Мы возвращаемся к северному концу узкого гребня вершины, где у камней сложены наши рюкзаки. Мы с Жан-Клодом начинаем распаковывать обед. Это наш последний день на Маттерхорне и, возможно, последний перед долгим перерывом в совместных восхождениях… а может, и вообще, хотя я очень надеюсь, что нет. Больше всего на свете мне хочется провести остаток своих Wanderjahr[6] занятий альпинизмом в Альпах с этими новыми друзьями, но Дикона ждут какие-то дела в Англии, а Же-Ка должен вернуться к обязанностям члена «Гидов Шамони» и присутствовать на ежегодном собрании ассоциации в свято блюдущей традиции долине Шамони, священной для альпинистского братства.
Отбросив грустные мысли о расставании и о том, что всему приходит конец, я прервал свое занятие и снова окинул взглядом пейзаж. Мои глаза голоднее желудка.
На небе ни единого облачка. Ясно видны Приморские Альпы в 130 милях от нас. На фоне неба выделяется похожая на зуб гигантской пилы громада горы Экрин, которую впервые покорили Уимпер и его проводник Кро. Слегка повернувшись к северу, я вижу высокие пики Оберланда на том берегу Роны. На западе над более низкими горами господствует Монблан; солнечные лучи отражаются от его заснеженной вершины, которая сверкает так ярко, что я щурюсь. Немного повернувшись на восток, вижу зубчатую гряду пиков – на некоторые я поднимался за минувшие девять месяцев вместе со своими новыми друзьями, другие ждут меня, а какие-то я никогда не покорю, – белых остроконечных вершин, постепенно уменьшающихся в направлении далекого бугристого горизонта, тонущего в тумане.
Дикон и Жан-Клод жуют свои сэндвичи и запивают водой. Я перестаю любоваться окрестностями, отбрасываю романтические мысли и принимаюсь за еду. Холодный ростбиф очень вкусный, на хлебе хрустящая корочка, и я с удовольствием жую. От листьев хрена на глазах выступают слезы, и Монблан становится размытым белым пятном.
Посмотрев на юг, я наслаждаюсь видом, о котором Уимпер писал в своей классической книге «Восхождения в Альпах в 1860–1869 гг.». Я прекрасно помню эти слова, которые читал накануне вечером при свете свечи в своей палатке над деревней Брей и которые описывали картину, увиденную Эдвардом Уимпером 14 июля 1865 года, ту самую, которой я наслаждался в конце июня 1924 года.
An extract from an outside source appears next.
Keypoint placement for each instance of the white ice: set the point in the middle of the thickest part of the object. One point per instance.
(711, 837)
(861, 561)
Здесь темные, мрачные леса и яркие, живые долины, гремящие водопады, и тихие озера, плодородные земли и дикие пустоши, солнечные равнины и замерзшие плато. Здесь самые грубые формы и самые изящные очертания – дерзкие, вертикальные утесы и мягкие, волнистые склоны, скалистые горы и заснеженные горы, мрачные и одинокие или сияющие белыми склонами – башенки – бельведеры – пирамиды – купола – конусы – и шпили! Здесь все, что может предложить мир, любой контраст, который только пожелает душа.
Да, вы можете назвать Эдварда Уимпера неисправимым романтиком, каковыми были многие альпинисты «золотого века» в середине и в конце XIX столетия. И по строгим, современным стандартам 1924 года это описание казалось слишком цветистым и старомодным.
Что касается обвинения в безнадежном романтизме, то я должен признаться, что сам романтик. Наверное, это во мне неистребимо. Я окончил Гарвард по специальности «английская литература» и был готов писать собственные великие романы и рассказы о путешествиях – разумеется, неизменно в строгом современном стиле, – но тут с удивлением обнаружил, что стиль XIX века в исполнении Эдварда Уимпера, цветистая проза и все такое, снова тронул меня до слез.